The updating of the blog is creeping along ever so slowly due to work overload and Thanksgiving. My long-awaited food lab date has come and gone, and I'm pretty happy with the results. Each student in this seminar is supposed to research and present an international cuisine to the rest of the class and then actually prepare dishes in the hotel school's kitchens. My menu consisted of:
Fresh lumpia. These are Filipino "eggrolls" with pork, hearts of palm, shrimp and lettuce wrapped in crepe-like skins. Deelish, but a pain in the ass to make in a short amount of time. Lots of prep involved.
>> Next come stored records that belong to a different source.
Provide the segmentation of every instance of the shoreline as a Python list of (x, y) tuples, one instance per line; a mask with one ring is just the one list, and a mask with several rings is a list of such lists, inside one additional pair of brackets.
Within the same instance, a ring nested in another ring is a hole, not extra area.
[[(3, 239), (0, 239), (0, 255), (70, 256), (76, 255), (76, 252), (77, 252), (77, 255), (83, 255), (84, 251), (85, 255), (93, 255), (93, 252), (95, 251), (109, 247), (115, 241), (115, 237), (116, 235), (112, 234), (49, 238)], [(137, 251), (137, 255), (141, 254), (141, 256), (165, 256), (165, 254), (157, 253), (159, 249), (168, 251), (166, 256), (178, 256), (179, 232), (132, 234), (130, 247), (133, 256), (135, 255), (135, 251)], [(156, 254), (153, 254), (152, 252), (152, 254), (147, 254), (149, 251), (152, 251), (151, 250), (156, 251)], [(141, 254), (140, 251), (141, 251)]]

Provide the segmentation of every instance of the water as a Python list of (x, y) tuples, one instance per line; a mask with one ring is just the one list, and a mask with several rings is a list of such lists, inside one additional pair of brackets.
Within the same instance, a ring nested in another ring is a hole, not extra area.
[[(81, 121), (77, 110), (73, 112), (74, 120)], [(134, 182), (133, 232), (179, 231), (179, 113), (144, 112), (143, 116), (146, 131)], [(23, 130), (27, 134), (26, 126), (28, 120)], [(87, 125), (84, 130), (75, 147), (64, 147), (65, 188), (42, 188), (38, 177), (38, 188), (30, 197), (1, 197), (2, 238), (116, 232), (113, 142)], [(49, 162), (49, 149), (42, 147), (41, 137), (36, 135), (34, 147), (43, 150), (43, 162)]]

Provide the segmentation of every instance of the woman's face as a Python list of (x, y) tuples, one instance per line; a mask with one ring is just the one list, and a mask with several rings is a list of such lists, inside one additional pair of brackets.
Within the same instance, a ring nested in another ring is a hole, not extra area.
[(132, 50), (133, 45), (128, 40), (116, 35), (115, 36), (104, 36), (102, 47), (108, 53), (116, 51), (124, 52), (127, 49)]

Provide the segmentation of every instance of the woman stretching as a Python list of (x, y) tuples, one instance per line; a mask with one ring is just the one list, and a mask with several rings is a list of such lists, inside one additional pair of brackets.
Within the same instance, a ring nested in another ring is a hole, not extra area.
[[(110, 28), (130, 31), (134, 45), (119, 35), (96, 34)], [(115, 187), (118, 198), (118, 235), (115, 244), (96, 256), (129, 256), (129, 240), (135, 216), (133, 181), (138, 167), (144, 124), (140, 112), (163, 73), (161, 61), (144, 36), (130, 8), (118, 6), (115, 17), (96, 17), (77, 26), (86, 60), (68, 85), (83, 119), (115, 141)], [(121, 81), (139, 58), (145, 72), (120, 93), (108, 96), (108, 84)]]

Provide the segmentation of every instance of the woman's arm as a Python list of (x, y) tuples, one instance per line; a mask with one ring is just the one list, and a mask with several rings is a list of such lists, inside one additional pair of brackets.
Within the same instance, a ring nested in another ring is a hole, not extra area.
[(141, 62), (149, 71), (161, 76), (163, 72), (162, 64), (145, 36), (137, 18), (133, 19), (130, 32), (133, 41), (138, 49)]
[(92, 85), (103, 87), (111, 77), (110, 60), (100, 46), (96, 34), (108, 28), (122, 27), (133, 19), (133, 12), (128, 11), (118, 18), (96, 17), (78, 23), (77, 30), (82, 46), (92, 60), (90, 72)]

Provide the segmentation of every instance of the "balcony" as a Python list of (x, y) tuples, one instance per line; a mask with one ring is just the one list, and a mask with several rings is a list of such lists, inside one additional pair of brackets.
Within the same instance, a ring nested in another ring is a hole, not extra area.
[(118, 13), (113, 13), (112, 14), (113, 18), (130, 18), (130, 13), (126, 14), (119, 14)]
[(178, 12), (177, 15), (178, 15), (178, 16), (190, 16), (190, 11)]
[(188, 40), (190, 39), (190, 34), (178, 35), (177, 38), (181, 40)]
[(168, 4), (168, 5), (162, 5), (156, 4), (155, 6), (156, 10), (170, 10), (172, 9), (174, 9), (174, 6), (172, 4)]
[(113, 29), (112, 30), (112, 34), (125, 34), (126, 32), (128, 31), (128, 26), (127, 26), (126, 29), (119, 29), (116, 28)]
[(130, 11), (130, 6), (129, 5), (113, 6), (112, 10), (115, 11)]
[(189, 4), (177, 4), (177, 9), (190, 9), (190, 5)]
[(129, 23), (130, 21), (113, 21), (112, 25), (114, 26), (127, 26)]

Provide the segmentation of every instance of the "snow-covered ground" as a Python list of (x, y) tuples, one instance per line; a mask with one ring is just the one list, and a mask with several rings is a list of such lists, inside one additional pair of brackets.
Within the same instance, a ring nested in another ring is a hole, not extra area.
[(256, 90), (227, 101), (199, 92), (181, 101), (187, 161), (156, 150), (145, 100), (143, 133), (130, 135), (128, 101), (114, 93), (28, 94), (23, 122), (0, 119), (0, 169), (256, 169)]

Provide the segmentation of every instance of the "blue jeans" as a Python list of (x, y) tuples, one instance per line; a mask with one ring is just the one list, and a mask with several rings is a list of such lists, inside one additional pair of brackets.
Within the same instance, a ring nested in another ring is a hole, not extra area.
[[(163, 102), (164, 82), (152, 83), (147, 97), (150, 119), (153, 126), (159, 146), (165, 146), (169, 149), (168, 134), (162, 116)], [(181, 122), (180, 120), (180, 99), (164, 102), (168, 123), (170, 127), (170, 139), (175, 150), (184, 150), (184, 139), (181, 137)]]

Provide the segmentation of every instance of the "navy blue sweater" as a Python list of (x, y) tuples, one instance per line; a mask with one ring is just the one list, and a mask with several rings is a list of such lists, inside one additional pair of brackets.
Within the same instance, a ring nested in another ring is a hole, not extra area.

Champorado is a chocolate rice pudding served with dried salted fish or meat. We used bacon. Such a bizarre combo. It's eaten for breakfast in the Philippines. I made a batch of this at home and we tried it as our morning meal. It's tasty, but sits like lead in your stomach.
This sinigang was supposed to be a dinuguan with chicken blood, but there were some complications requisiting the blood. Apparently I would've had to obtain signed waiver forms from my classmates were they to eat this, even if cooked. I personally think this block was simply an aversion to the idea of consuming such a taboo food in class. Who knows? Perhaps cooked blood is prone to carrying more diseases than chicken meat itself. Anyway, this stew was a quick revision to my original recipe using almost all the ingredients for the dinuguan sans blood. We added tamarind, fish sauce, and tomatoes.
For dessert, we made yema, an egg yolk confection with condensed milk and potato flakes. A bit gummy and super-rich, but edible. I think it the sticky consistency and the bright yellow yolk appearance freaked people out a bit.
Overall, I thought it a decent meal, but I'm definitely tired of testing Filipino recipes for the past month. My arteries are probably clogged solid now from the vast amounts of coconut milk I've eaten in stews and desserts.